Fast expanding SME businesses are likely to be among the hardest hit by the negative effects of Brexit.
A new study by academics at St Andrews University has found Brexit uncertainty is likely to lead to a fall in capital investment, reduced access for businesses to external finance and lower levels of economic growth.
The research also flagged a potential reduction in new product development and a drop in the number of companies seeking to expand their trading horizons overseas.
“The results of our analysis suggest that Brexit-related concerns could result in a range of negative consequences for UK SMEs, especially the impact on reduced capital investment, which critically weakens and undermines their ability to grow and prosper,” Dr Ross Brown, reader in entrepreneurship and small business finance, said.

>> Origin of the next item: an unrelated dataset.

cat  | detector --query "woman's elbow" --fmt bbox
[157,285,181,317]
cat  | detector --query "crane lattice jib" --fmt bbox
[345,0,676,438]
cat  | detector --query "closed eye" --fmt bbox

The study – a joint work with Professor John Wilson at the university’s Centre for Responsible Banking and Finance and Dr José Liñares Zegarra of the University of Essex – drew upon detailed analysis of the responses made by around 10,000 firms to Brexit-related questions inserted into the UK Government’s Longitudinal Small Business Survey following the 2016 exit vote.
From their research, the paper’s authors flagged the particularly significant potential impact of Brexit on high growth potential SME businesses.

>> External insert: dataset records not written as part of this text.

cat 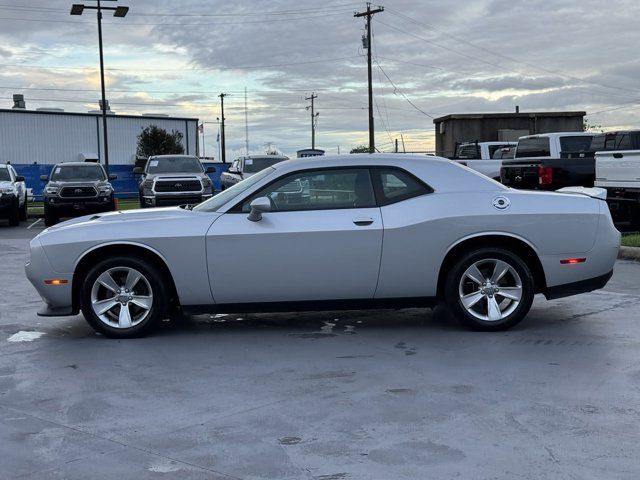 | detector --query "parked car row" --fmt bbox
[452,131,640,228]
[0,163,27,226]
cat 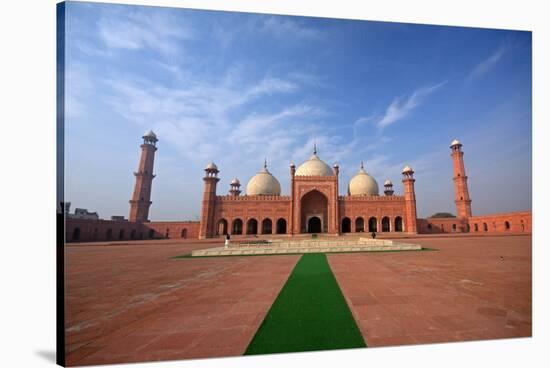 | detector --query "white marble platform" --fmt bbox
[191,238,422,257]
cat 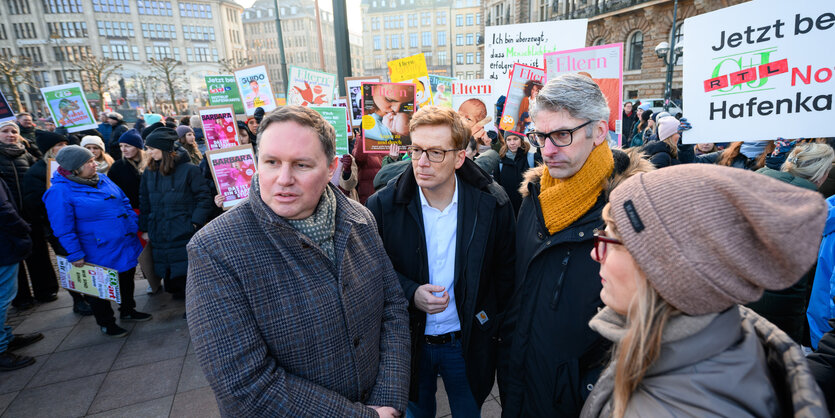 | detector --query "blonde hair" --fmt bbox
[781,143,834,184]
[409,105,470,150]
[602,203,680,418]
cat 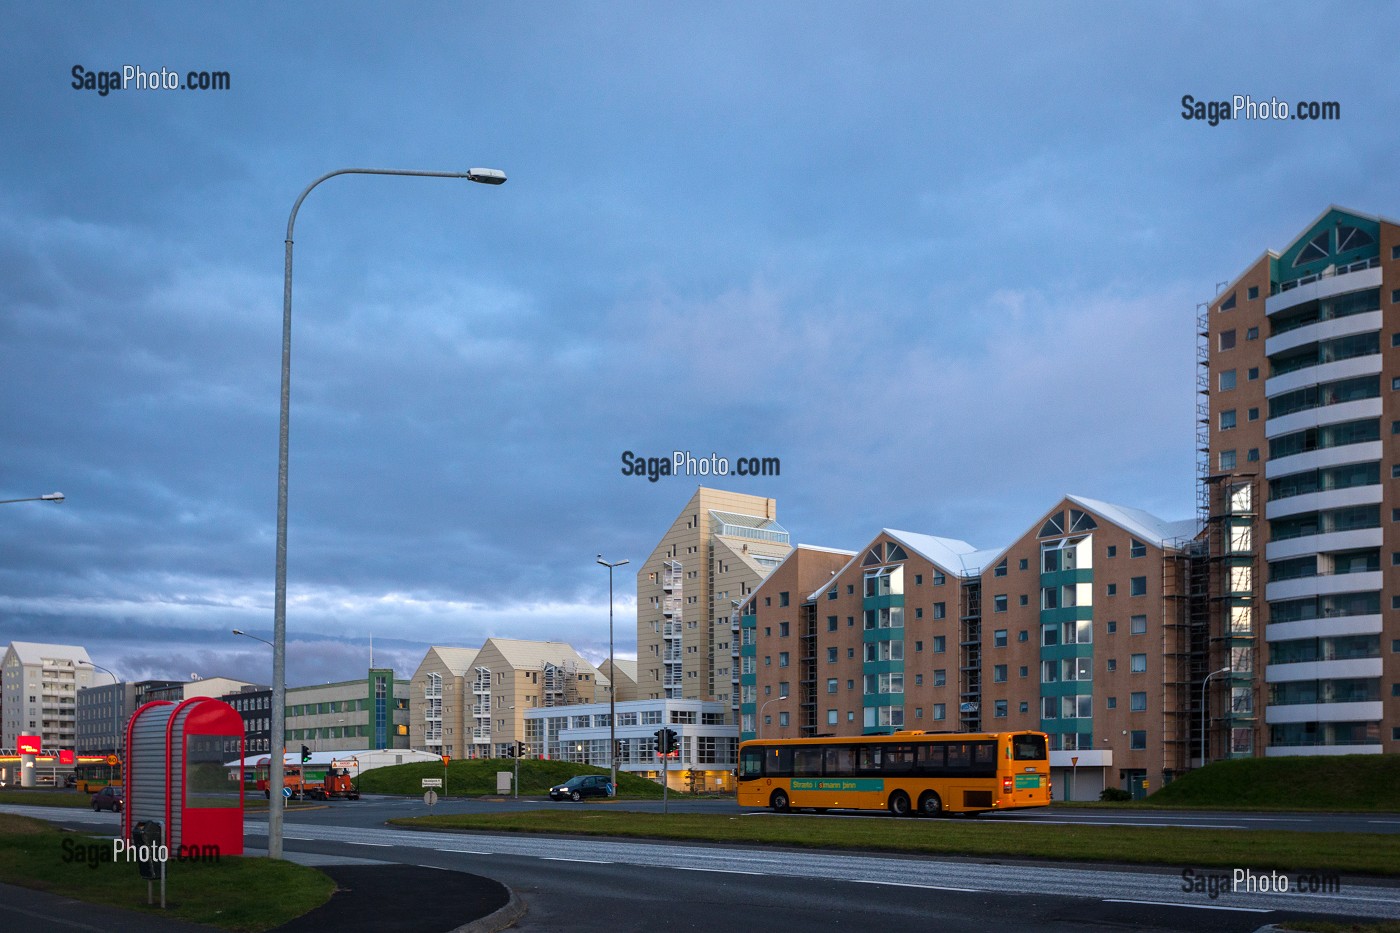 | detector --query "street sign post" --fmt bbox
[423,790,438,808]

It also found that larger exporters, technology firms and the service sector were most likely to be affected.
“Most worryingly, these perceived negative impacts appear to be foremost in the minds of entrepreneurs and managers located in the types of innovative and export-oriented companies, which are often viewed as the high growth ‘superstars’ of tomorrow,” Dr Brown said.
“In other words, SMEs thought to be the most significant for boosting productivity and economic growth may be the most negatively affected by Brexit.”

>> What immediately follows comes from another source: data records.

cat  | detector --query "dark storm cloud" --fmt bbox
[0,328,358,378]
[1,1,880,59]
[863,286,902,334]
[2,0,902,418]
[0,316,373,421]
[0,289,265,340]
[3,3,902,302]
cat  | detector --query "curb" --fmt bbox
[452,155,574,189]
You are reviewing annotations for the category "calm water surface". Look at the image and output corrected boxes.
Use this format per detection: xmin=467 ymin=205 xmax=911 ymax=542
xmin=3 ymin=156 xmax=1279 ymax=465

The research discovered that concerns about Brexit are not felt uniformly across the population of UK SMEs.
“There appears to be a deep-seated uncertainty permeating UK small businesses about the ramifications of Brexit,” Dr Brown continued.
“Owing to its highly complex, contested and indeterminate nature, Brexit is unlike most other types of institutional instability because it has the potential to fundamentally re-write the rulebook for how firms do business in the UK.”
SMEs in Scotland and Northern Ireland were more negative on Brexit than those in England and Wales.